On Thu, May 19, 2022 at 6:40 AM Torsten Duwe duwe@lst.de wrote:
On Wed, 18 May 2022 09:53:58 -0700 Vasily Khoruzhick anarsoul@gmail.com wrote:
On Thu, Apr 28, 2022 at 8:58 AM Torsten Duwe duwe@lst.de wrote:
power on the eDP bridge? Could there be any leftovers from that mechanism? I use a hacked-up U-Boot with a procedure similar to the kernel driver as fixed by this change.
I was asking because I recall an ugly hack in some ATF code to power up the chip correctly. Did you patch ATF, and maybe call functions of it at runtime?

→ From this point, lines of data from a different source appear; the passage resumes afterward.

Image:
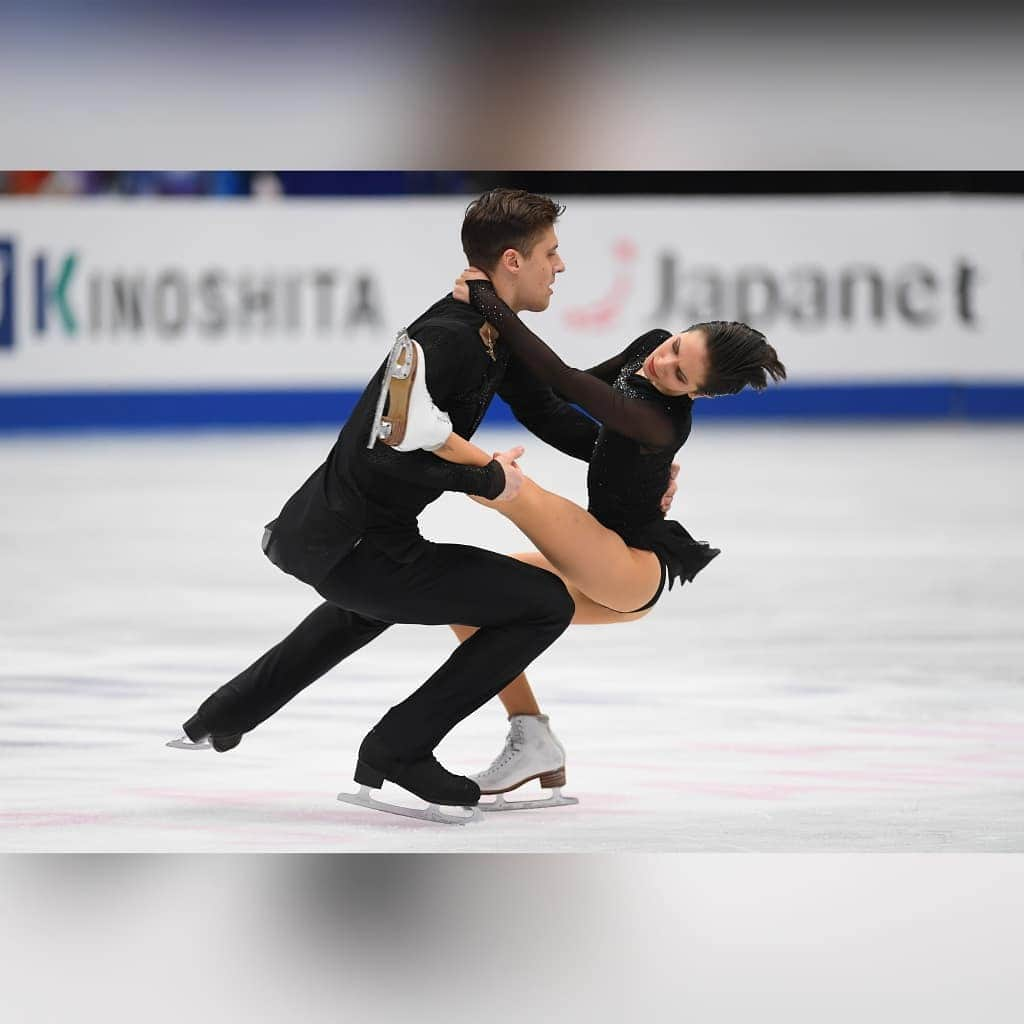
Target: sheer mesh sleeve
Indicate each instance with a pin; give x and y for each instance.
(610, 369)
(545, 415)
(633, 419)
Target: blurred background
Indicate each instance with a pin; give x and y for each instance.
(188, 298)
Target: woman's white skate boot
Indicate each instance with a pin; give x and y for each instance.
(531, 751)
(413, 421)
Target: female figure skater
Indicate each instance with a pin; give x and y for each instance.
(616, 556)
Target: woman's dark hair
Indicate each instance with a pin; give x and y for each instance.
(738, 356)
(505, 218)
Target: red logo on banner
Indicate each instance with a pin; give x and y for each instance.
(605, 310)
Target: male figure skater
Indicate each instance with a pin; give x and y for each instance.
(350, 530)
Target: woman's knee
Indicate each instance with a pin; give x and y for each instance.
(557, 604)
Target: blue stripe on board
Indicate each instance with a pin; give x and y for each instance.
(175, 410)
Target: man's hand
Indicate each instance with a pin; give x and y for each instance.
(461, 289)
(673, 487)
(513, 474)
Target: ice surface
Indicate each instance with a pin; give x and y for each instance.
(846, 676)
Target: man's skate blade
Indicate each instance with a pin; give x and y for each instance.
(431, 813)
(184, 743)
(501, 804)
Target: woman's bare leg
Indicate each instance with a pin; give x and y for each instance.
(517, 696)
(591, 557)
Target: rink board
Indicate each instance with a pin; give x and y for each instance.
(159, 313)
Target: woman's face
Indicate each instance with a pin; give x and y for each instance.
(679, 365)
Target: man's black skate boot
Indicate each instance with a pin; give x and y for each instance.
(197, 732)
(424, 777)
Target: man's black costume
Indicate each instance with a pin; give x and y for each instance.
(350, 531)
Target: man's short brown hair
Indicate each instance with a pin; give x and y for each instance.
(505, 218)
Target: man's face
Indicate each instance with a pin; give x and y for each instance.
(537, 273)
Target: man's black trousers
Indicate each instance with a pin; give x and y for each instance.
(520, 609)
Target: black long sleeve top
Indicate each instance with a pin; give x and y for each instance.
(641, 428)
(377, 494)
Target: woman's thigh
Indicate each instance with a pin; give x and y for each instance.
(588, 612)
(591, 557)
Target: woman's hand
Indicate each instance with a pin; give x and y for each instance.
(461, 289)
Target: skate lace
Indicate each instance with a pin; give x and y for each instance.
(513, 743)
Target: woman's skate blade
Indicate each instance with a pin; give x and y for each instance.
(184, 743)
(501, 804)
(430, 813)
(400, 366)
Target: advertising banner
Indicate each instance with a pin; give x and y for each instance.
(108, 295)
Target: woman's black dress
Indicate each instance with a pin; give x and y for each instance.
(641, 431)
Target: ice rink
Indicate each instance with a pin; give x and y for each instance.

Initially it's powered on by ATF on system power up. ATF parses DTB and finds the regulators that it needs to enable and enables them. It's done in ATF because u-boot SPL didn't have enough space to fit in the AXP803 driver. It's only done at startup and once linux takes over, ATF doesn't touch these regulators.
But the main question is: does this patch in any way worsen the situation on the pinebook?
I don't think it worsens anything, but according to the datasheet the change makes no sense. Could you try increasing T2 instead of changing the power sequence?
According to the datasheet, there is also T3, I realise now. The diagram talks about "System Clock", but both Teres and Pinebook have a passive resonator circuit there. Correct me if I'm wrong, but without chip power, there is little to resonate. What if that driving clock circuit is powered by Vdd25? Maybe the earlier provision of 2V5 is enough for Teres' Q4, but Pinebook X4 takes even longer? The start-up times can be in the range of milliseconds.
That's plausible, but can you please try just increasing the delays without changing the power sequence?